L’ÂGE D'OR DU POSITIVISME
La philosophie des sciences se distingue de la philosophie de la connaissance. Alors que la seconde s’intéresse aux conditions et aux limites de la connaissance humaine en général, la première s’occupe de la connaissance proprement scientifique. Elle n’a donc pu naître que lorsque les sciences se sont constituées en disciplines autonomes, distinctes de la philosophie, à partir du 17e siècle. Mais ce n’est qu’à la fin du 19e siècle que la philosophie des sciences devient une discipline à part entière sur un plan institutionnel, lors de la création des premières chaires de « philosophie inductive » ou de « théorie des sciences inductives ». L’adjectif reflète ici une conception qui semblait évidente à l’époque : les sciences de la nature procéderaient globalement par induction, c’est-à-dire formuleraient des lois générales après l’observation répétée de phénomènes similaires, plutôt que par déduction, comme le feraient les sciences formelles (logique et mathématiques). Évidence qui sera contestée par Pierre Duhem, Ernst Mach et, à un moindre degré, Henri Poincaré ; les trois premières grandes figures de la philosophie des sciences au tournant du 20e siècle.
Empirisme logique
E. Mach tente par exemple de reconstruire les objets de la physique sans référence à des entités métaphysiques. H. Poincaré estime que le cadre géométrique des théories physiques est une convention retenue pour des raisons de commodité. P. Duhem, enfin, considère qu’une théorie ne décrit pas la réalité mais la façon dont nous rendons compte de nos observations. Mais, en dehors de la France, la philosophie des sciences en ce début du 20e siècle abandonne pratiquement toute perspective historique pour se tourner vers la modélisation formelle des théories scientifiques. Le centre de cette nouvelle philosophie des sciences dans les années 1920 se situe à Vienne, autour d’un groupe de philosophes (Rudolf Carnap, Otto Neurath, Moritz Schlick, etc.) connu sous le nom de « cercle de Vienne ». S’inspirant de E. Mach et s’appuyant sur la logique formelle, ces philosophes cherchent à établir un langage scientifique pur de toute métaphysique, dans lequel tout énoncé, à moins d’être vrai ou faux en fonction de sa forme logique, doit pouvoir être vérifiable sur un plan observationnel. Désignée par l’expression « positivisme logique » ou « empirisme logique », cette approche est donc aussi descriptive que prescriptive.
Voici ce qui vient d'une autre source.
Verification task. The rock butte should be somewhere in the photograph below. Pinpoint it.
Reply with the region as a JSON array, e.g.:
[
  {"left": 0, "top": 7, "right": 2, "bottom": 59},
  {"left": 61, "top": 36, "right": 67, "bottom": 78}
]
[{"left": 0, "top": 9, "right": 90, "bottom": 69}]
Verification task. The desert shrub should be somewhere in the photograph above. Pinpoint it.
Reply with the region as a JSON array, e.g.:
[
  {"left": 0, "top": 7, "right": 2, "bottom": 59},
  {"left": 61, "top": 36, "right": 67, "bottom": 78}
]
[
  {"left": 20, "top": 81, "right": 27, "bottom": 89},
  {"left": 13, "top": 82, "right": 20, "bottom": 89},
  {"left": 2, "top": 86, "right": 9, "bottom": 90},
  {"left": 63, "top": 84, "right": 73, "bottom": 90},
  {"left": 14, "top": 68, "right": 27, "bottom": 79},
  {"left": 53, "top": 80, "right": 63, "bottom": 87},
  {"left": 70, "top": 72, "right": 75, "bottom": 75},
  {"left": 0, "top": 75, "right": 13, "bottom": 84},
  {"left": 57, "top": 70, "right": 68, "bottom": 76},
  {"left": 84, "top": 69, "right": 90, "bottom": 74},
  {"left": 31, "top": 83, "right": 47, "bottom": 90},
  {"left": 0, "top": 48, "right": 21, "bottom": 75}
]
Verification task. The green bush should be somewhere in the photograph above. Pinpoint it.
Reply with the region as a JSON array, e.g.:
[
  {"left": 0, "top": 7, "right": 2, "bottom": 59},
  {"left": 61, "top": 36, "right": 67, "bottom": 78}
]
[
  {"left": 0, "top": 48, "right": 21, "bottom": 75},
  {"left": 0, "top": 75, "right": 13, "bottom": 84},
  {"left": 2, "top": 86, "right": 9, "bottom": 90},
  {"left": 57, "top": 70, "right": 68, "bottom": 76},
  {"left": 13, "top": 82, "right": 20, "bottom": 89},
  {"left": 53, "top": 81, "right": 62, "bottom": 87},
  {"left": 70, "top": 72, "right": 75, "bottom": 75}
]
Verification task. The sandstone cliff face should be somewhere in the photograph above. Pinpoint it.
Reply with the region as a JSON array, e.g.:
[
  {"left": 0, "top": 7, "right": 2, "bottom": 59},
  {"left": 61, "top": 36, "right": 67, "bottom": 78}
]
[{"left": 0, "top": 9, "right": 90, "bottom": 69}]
L’arrivée au pouvoir des nazis, poussant les membres du cercle de Vienne à se réfugier à l’étranger, principalement aux États-Unis, favorise son implantation dans le monde anglophone. Mais, au début des années 1950, sur un plan strictement philosophique, ses principes subissent des critiques dévastatrices. Par exemple, malgré leurs efforts, les tenants du positivisme logique n’arrivent pas à attribuer un sens empirique avéré à tous les concepts scientifiques, notamment aux concepts dispositionnels : si l’on peut observer un morceau de sucre se dissoudre, par exemple, on ne peut pas observer la solubilité… Du coup, il semble impossible d’établir une frontière nette entre énoncé scientifique et énoncé métaphysique. De même, il s’avère que les lois générales à la base de toute théorie scientifique ne sont pas vérifiables ; seules peuvent être vérifiées des occurrences de ces lois. Par exemple, on ne vérifie pas que « tous les corbeaux sont noirs », mais uniquement que « tous les corbeaux que l’on a vus sont noirs ». Il fallut donc admettre que les énoncés scientifiques sont intrinsèquement hypothétiques. Cette crise du positivisme logique conduisit à l’abandon de l’idée que la connaissance scientifique relève de la certitude.
Thomas lepeltier
DE LUDWIG WITTGENSTEIN
À LA PHILOSOPHIE ANALYTIQUE
À Vienne, un manifeste paraît en 1929, intitulé La Conception scientifique du monde. Ce texte émane d’un petit groupe de savants qui ont décidé de partir en guerre contre l’esprit spéculatif et métaphysique qui règne selon eux sur la pensée. Pour rédiger ce manifeste, les membres du cercle de Vienne se sont inspirés d’un essai publié quelques années plus tôt à Vienne : le Tractatus logico-philosophicus (1921). Son auteur, le jeune Ludwig Wittgenstein (1889-1951), est un personnage curieux. Né dans une riche famille de la bourgeoisie viennoise, il vit à l’écart du monde. Après des études d’ingénieur, qu’il a délaissées pour aller suivre les cours du logicien Bertrand Russell à Cambridge, il s’engagea, lors de la Première Guerre mondiale, dans l’armée autrichienne. C’est durant cette période qu’il a composé son Tractacus logico-philosophicus.